Саша скользнула к матери в постель, под легкое пуховое одеяло, пахнущее лавандой, и, уткнувшись в шелк, прильнула к могучему телу матери.
— Ох и хитра же ты, матушка! Чую: чего-то просить собираешься, — смеялась Мария Ивановна.
Саша тоже засмеялась:
— А вы умны, маменька, — людей насквозь видите!
— Еще бы мне дочку родную насквозь не видеть! Ну сказывай сразу: что надо?
— Ах, маменька, и не знаю, как начать… Я насчет Сергея-художника.
— Это насчет Сережки-лакея? И не думай, — своих мазунов хватает. А ежели портрет хочешь ему заказать, ужли Лизонька не позволит?
— Да нет, маменька, не то. Я хочу выкупить Сергея на волю.
Мария Ивановна приподнялась.
— Что ты только выдумываешь? Продаст ли его Лиз? Она ныне на доморощенных Рафаэлях помешалась. Такой тон задает, страсть! Сказывают, при дворе на художества мода. Ну и наша туда же тянется, а у меня расходы на детей, где мне твои причуды тешить? Вон одних Гришиных карточных долгов сколько надо покрыть… А зима с балами? Выезды, обеды… О господи! И сколько вам на одно приданое отложить надобно!.. Будешь хозяйкой, узнаешь, как вести дом.
Саша стала опять целовать руки матери.
— Маменька… дорогая… продайте мой браслет бабушкин. А если мало, и ожерелье с алмазиками…
— С ума спятила, матушка! Это к чему же?
— Сергея выкупить.
— И думать брось. С ума сошла, право, сошла! И что только в твоей голове бродит?
— Ну хотите, маменька, я всю зиму ни одного раза ни на бал, ни в театр не попрошусь? И в именины мне ничего не дарите, и гостей в именины не надо. Не сошла я с ума! А вы добрая, очень добрая… Вот слушайте: Сережа любит Машеньку Баратову, а Машенька любит Сережу. Они хотят жениться и уехать в Италию. И Сережа прославит Россию…
— Холоп, без чинов, без столбового дворянства, Россию прославит? — Возмущенная Мария Ивановна спустила ноги с кровати. — Ну и дура! Какие такие дворянки замуж за холопов выходят? Надо бы мне матери девчонкиной написать, чтобы глупость из головы дочки выбила. Ах, позор, срам какой!..
Саша, хватая мать за руки, бормотала:
— Маменька, не пишите! Я же вам по секрету! И они еще не женились! И Сережа не получил вольную!..

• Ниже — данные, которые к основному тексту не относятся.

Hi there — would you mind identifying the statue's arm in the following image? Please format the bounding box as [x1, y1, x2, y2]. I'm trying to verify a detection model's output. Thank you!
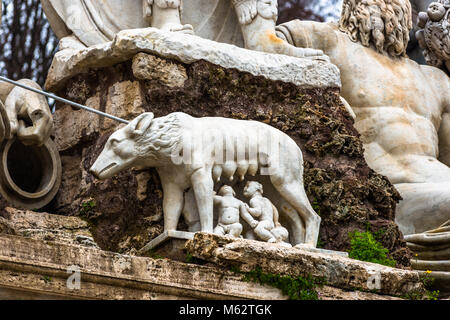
[240, 203, 258, 228]
[246, 204, 261, 218]
[213, 195, 222, 205]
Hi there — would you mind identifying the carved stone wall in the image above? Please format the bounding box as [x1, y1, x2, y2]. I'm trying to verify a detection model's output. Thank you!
[47, 49, 410, 266]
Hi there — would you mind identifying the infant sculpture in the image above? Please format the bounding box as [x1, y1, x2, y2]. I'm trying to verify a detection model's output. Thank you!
[90, 112, 321, 247]
[213, 182, 289, 243]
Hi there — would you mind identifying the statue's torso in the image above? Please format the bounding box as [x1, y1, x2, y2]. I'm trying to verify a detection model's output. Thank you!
[334, 32, 450, 184]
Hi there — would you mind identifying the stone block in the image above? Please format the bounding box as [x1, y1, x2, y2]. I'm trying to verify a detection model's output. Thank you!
[186, 233, 425, 297]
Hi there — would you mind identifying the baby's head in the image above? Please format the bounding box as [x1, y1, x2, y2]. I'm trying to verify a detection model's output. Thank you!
[243, 181, 263, 198]
[218, 185, 236, 197]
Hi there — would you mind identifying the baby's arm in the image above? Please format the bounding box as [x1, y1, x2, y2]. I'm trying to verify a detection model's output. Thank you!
[246, 200, 262, 218]
[240, 203, 258, 228]
[213, 195, 223, 206]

— И не получит, будь благонадежна. Да ты не егози, рук попусту не целуй. Никому я ничего не напишу, никому не скажу, а срамному делу потакать не стану. И тебе брильянтами фамильными распоряжаться не дам.
Саша припала к материнскому пышному плечу и лукаво шепнула:
— А если я украду брильянты, маменька?
Бас Марии Ивановны загудел грозно:
— Ну вот что я тебе скажу раз и навсегда, Александрин… — Римская-Корсакова называла так дочь, когда сердилась. — Слушай. Я испокон много твоих шалостей терпела. Сквозь пальцы смотрела, как ты с холопами возилась. Ой и много у тебя причуд было с самых детских лет! По сю пору помню, как два года назад ты задумала помочь мужикам-погорельцам. Ты попросила для них столько, что я ахнула. Так пристала, что я и придумала: ступай ночью на кладбище, к могиле блаженного Митрофана, — Получишь деньги. Думала, побоишься.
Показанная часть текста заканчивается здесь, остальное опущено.